Discovery of Potent and Selective Antibody-Drug Conjugates with Eg5 Inhibitors through Linker and Payload Optimization
- ACS Med Chem Lett. 2019 Dec 3;10(12):1674-1679. doi: 10.1021/acsmedchemlett.9b00468.
- 1. Novartis Institutes for BioMedical Research, Fabrikstrasse 2, CH-4056 Basel, Switzerland.
- 2. Novartis Institutes for BioMedical Research, 181 Massachusetts Avenue, Cambridge, Massachusetts 02139, United States.

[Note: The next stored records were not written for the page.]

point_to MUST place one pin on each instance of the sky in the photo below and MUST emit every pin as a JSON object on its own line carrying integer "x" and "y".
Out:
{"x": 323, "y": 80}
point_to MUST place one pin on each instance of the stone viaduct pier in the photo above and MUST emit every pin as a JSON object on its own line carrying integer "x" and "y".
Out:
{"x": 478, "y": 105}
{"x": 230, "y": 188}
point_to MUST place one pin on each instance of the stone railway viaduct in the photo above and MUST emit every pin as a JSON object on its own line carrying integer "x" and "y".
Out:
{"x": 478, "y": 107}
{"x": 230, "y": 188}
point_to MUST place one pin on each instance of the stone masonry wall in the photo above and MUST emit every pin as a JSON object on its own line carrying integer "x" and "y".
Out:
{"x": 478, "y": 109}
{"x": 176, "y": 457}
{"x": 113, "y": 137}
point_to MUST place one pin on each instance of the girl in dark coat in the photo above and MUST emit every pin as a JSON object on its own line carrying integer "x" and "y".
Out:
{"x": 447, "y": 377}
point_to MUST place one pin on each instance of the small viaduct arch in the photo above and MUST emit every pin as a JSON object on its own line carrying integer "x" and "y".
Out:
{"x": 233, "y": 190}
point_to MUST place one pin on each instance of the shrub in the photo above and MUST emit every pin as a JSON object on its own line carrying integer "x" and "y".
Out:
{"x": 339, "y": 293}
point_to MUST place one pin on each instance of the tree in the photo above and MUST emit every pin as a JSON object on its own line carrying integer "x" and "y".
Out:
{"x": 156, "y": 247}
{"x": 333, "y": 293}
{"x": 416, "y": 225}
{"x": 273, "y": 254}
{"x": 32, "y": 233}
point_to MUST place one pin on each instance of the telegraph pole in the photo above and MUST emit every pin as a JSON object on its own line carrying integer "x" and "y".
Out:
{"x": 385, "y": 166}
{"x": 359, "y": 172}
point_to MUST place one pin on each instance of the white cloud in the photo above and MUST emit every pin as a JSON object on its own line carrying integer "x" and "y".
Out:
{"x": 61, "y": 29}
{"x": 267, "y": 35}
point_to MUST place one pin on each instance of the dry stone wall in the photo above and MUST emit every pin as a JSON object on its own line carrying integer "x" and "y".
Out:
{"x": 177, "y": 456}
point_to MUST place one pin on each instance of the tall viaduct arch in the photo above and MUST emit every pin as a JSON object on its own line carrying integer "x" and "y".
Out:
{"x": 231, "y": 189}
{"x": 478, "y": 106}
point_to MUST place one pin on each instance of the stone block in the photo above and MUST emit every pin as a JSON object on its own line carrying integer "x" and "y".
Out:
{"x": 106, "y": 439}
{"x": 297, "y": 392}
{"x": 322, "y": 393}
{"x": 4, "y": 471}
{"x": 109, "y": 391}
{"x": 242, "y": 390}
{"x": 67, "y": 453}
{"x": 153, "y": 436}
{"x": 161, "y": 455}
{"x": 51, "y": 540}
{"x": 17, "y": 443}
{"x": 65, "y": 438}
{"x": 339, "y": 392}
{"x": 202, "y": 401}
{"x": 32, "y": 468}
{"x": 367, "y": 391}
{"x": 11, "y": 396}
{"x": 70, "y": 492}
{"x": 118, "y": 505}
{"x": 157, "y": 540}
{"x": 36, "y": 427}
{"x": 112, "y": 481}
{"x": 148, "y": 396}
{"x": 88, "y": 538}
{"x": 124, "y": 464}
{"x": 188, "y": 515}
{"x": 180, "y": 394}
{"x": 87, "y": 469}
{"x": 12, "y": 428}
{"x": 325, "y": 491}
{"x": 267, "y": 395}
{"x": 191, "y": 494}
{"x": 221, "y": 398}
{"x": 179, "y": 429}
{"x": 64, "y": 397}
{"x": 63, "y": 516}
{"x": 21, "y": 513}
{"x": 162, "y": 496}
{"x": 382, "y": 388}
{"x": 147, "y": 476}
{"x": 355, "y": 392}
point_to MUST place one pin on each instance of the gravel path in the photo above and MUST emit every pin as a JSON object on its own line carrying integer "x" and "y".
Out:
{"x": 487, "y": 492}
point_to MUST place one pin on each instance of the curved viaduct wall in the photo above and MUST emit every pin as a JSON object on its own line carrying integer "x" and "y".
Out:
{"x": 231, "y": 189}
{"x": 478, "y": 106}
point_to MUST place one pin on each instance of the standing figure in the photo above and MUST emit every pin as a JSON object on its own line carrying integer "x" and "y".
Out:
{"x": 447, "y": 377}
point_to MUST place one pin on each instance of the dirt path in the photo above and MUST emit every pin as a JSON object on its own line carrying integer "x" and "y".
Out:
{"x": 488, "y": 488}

- 3. Novartis Institutes for BioMedical Research, 5300 Chiron Way, Emeryville, California 94608, United States.
Targeted antimitotic agents are a promising class of Anticancer therapies. Herein, we describe the development of a potent and selective antimitotic Eg5 inhibitor based antibody-drug conjugate (ADC). Preliminary studies were performed using proprietary Eg5 inhibitors which were conjugated onto a HER2-targeting antibody using maleimido caproyl valine-citrulline para-amino benzocarbamate, or MC-VC-PABC Cleavable Linker. However, the resulting ADCs lacked antigen-specificity in vivo, probably from premature release of the payload. Second-generation ADCs were then developed, using noncleavable linkers, and the resulting conjugates (ADC-4 and ADC-10) led to in vivo efficacy in an HER-2 expressing (SK-OV-3ip) mouse xenograft model while ADC-11 led to in vivo efficacy in an anti-c-KIT (NCI-H526) mouse xenograft model in a target-dependent manner.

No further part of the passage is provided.